Deep Learning For Time Series Forecasting of Stock

The goal of this article is to develop and compare different approaches for time series.

Dependencies

import warnings
import numpy as np
import pandas as pd
import matplotlib.pyplot as plt
from keras import optimizers
from keras.utils import plot_model
from keras.models import Sequential, Model
from keras.layers.convolutional import Conv1D, MaxPooling1D
from keras.layers import Dense, LSTM, RepeatVector, TimeDistributed, Flatten
from sklearn.metrics import mean_squared_error
from sklearn.model_selection import train_test_split
import plotly.plotly as py
import plotly.graph_objs as go
from plotly.offline import init_notebook_mode, iplot

%matplotlib inline
warnings.filterwarnings("ignore")
init_notebook_mode(connected=True)

# Set seeds to make the experiment more reproducible.
from tensorflow import set_random_seed
from numpy.random import seed
set_random_seed(1)
seed(1)

First things first, we import necessary libraries and modules for building a convolutional neural network. It also sets up the environment for using plotly for visualisation and initalises seeds.

Loading Data

train = pd.read_csv('../input/demand-forecasting-kernels-only/train.csv', parse_dates=['date'])
test = pd.read_csv('../input/demand-forecasting-kernels-only/test.csv', parse_dates=['date'])

Here we read 2 csv files, one called train.csv and another one test.csv, and then convert the data column in each file into a date object. It then stores the contents of the files in the variable train and test.

Train Set

train.describe()

In this code we use the describe function on the train object and outputs a statistical summary of the data contained within the object.

train.head()

We need to print the first few rows of the train dataset.

Time Period of the Train Dataset

print('Min date from train set: %s' % train['date'].min().date())
print('Max date from train set: %s' % train['date'].max().date())
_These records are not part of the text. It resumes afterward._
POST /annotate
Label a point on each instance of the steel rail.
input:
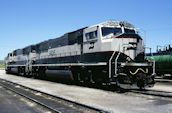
(153, 93)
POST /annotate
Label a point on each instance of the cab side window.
(91, 35)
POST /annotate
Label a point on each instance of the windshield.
(128, 31)
(108, 30)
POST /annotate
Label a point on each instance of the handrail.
(116, 63)
(110, 64)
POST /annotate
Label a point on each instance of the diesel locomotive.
(111, 52)
(163, 60)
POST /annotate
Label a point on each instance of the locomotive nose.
(141, 77)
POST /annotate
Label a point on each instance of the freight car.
(110, 52)
(163, 60)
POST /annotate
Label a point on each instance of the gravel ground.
(12, 103)
(107, 100)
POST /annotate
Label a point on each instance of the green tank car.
(163, 61)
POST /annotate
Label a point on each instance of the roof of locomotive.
(115, 24)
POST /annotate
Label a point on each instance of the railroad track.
(153, 93)
(53, 103)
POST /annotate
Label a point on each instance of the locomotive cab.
(118, 44)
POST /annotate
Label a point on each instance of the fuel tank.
(163, 63)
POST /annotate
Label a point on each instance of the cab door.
(91, 44)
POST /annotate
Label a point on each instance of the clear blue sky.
(25, 22)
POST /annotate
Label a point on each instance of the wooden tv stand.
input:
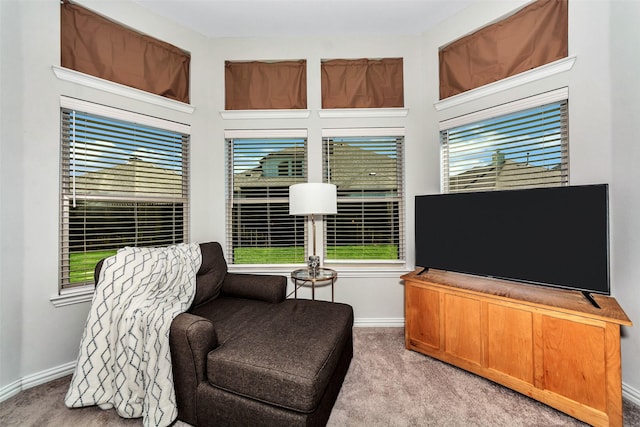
(549, 344)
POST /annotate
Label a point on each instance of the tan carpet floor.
(386, 385)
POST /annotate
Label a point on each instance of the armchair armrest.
(191, 338)
(269, 288)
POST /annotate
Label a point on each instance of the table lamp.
(313, 199)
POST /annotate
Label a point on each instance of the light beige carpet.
(386, 385)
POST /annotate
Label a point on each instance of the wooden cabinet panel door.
(574, 361)
(422, 317)
(509, 335)
(463, 332)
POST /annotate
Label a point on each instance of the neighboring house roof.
(351, 167)
(502, 175)
(135, 177)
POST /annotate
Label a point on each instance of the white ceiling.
(261, 18)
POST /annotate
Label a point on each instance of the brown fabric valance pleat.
(534, 36)
(256, 85)
(94, 45)
(362, 83)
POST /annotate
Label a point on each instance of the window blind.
(122, 184)
(260, 171)
(368, 173)
(523, 149)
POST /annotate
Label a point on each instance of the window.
(124, 182)
(260, 168)
(524, 148)
(368, 172)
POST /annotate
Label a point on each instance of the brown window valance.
(94, 45)
(256, 85)
(534, 36)
(362, 83)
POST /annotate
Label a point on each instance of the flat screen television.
(555, 237)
Using this code we print the minimum and maximum date from the date column of the train dataset. It uses the .min() and .max() functions to find the earliest and latest date, and then converts them to a date format before printing.

Before moving forward we need to find out what’s the time gap between the last day from training set from the last day of the test set, this will be out lag, the amount of day that we need to forecast.

lag_size = (test['date'].max().date() - train['date'].max().date()).days
print('Max date from train set: %s' % train['date'].max().date())
print('Max date from test set: %s' % test['date'].max().date())
print('Forecast lag size', lag_size)

Using this code we can calculate the difference in days between the max date in the test and train datasets and points out the maximum dates from each dataset and the resulting forecast lag size.

Basic EDA

To explore the time series data first we need to aggregate the sales by day.

daily_sales = train.groupby('date', as_index=False)['sales'].sum()
store_daily_sales = train.groupby(['store', 'date'], as_index=False)['sales'].sum()
item_daily_sales = train.groupby(['item', 'date'], as_index=False)['sales'].sum()

This code takes a data set called train and groups it by date, store, and item, and then calculates the sum of sales for each date. It then returns the total daily sales, store-specific daily sales, and item-specific daily sales.

Overall Daily Sales

daily_sales_sc = go.Scatter(x=daily_sales['date'], y=daily_sales['sales'])
layout = go.Layout(title='Daily sales', xaxis=dict(title='Date'), yaxis=dict(title='Sales'))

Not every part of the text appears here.